Le premier ministre que j'ai eu quand j'ai pris mon premier poste m'a retourné mon dossier avec un mot : "je ne signerai rien". Il a tenu parole pendant deux ans, on n'a jamais réussi à lui faire prendre une décision. Le ministre suivant a dit la même phrase, mais par directeur de cabinet interposé, tellement il nous méprisait. Idem pour les suivants, que je n'ai vus qu'à la télé (où j'apprenais les décisions que j'aurais à exécuter dès le lendemain). Ceux qui étaient plus sympas étaient intéressés : dès que j'avais donné ce qu'ils voulaient, ils me jetaient. Un ministre bien connu m'avait tanné pour que je place une certaine journaliste en vue à sa droite pour un petit déjeuner, c'était la seule chose qui comptait, alors que j'avais réussi à lui décrocher un entretien avec un ministre étranger de passage en France, habituellement totalement inaccessible aux Occidentaux qu'il méprisait.

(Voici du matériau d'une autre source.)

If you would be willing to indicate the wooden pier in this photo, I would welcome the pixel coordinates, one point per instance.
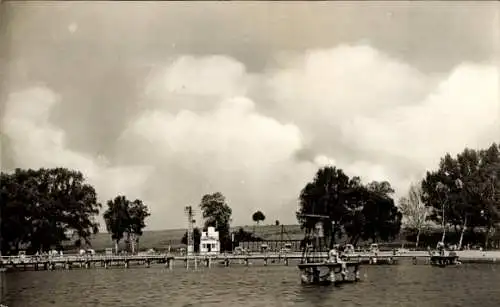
(170, 261)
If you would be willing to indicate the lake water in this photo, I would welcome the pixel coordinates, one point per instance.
(259, 286)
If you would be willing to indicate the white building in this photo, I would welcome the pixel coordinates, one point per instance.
(209, 242)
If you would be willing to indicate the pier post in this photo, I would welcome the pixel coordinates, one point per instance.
(332, 275)
(170, 263)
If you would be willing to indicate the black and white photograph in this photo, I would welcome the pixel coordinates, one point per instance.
(249, 153)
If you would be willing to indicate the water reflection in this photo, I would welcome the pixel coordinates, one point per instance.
(399, 285)
(3, 286)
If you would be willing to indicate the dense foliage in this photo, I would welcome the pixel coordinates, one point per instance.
(196, 239)
(125, 219)
(345, 206)
(258, 217)
(40, 209)
(415, 211)
(464, 192)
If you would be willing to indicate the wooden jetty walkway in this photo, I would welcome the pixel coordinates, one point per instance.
(170, 261)
(105, 261)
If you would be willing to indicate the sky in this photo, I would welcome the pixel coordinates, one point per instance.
(167, 101)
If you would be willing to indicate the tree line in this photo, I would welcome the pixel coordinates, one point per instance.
(462, 197)
(46, 208)
(347, 207)
(42, 209)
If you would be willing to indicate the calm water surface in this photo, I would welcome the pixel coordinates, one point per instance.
(399, 285)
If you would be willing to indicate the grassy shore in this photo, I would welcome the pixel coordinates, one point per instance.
(161, 239)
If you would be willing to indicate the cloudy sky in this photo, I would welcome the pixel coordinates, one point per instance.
(168, 101)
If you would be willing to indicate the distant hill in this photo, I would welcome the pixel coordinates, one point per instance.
(161, 239)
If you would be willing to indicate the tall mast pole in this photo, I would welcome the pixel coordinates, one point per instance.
(190, 239)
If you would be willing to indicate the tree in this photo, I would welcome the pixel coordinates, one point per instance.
(375, 215)
(344, 204)
(324, 200)
(138, 212)
(258, 217)
(217, 213)
(244, 236)
(196, 239)
(414, 210)
(463, 192)
(41, 208)
(125, 219)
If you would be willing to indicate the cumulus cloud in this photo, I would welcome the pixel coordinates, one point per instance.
(208, 125)
(37, 143)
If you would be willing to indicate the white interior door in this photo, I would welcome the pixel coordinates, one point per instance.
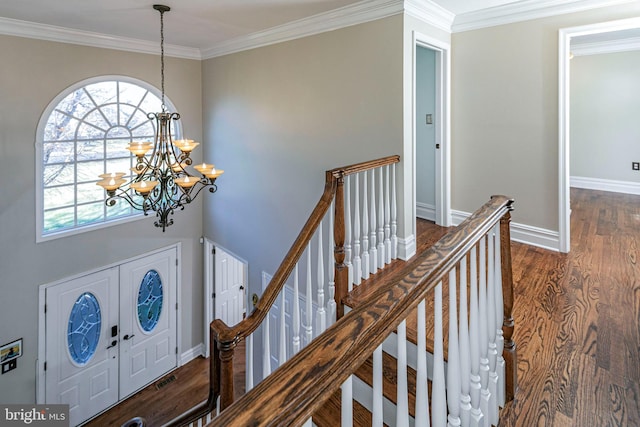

Les conseillers de cabinet vendraient leur père et leur mère pour rester dans l'orbite du pouvoir. Il faut les voir, en apparence intéressés et sur la brèche, mais qui pianotent sur leur smartphone "putain, font chier ces cons, appelle-moi que j'aie une excuse pour me casser" quand on passe en audience au Conseil d'Etat sur une loi de finances bien pourrie de déficit. J'en ai même vu un, qui menaçait les filles repoussant ses avances, en disant qu'il allait appeler Sarko pour nuire à leur carrière administrative.
J'ai eu plus de considération de la part des ministres allemands, espagnols, russes ou américains, qui étaient toujours courtois, même si très secs. Les sbires des commissaires européens m'allumaient, me faisant porter toute les responsabilités, mensonges et forfaitures de la France...
A l'Elysée, quand ils avaient besoin de moi, ils savaient me sonner... et m'engueuler si je n'avais pas déjà exaucé leur voeux avant même qu'ils appellent. Je me souviens d'un certain rapport, qualifié d'inacceptable par le conseiller budgétaire du Président de la République : quinze jours après, ledit Président prononçait un discours reprenant mot pour mot mon rapport, discours rédigé par ledit conseiller. Et d'une dérouillée parce que je n'arrivais pas à trouver plusieurs millions d'euros de budget pour satisfaire une commande urgente.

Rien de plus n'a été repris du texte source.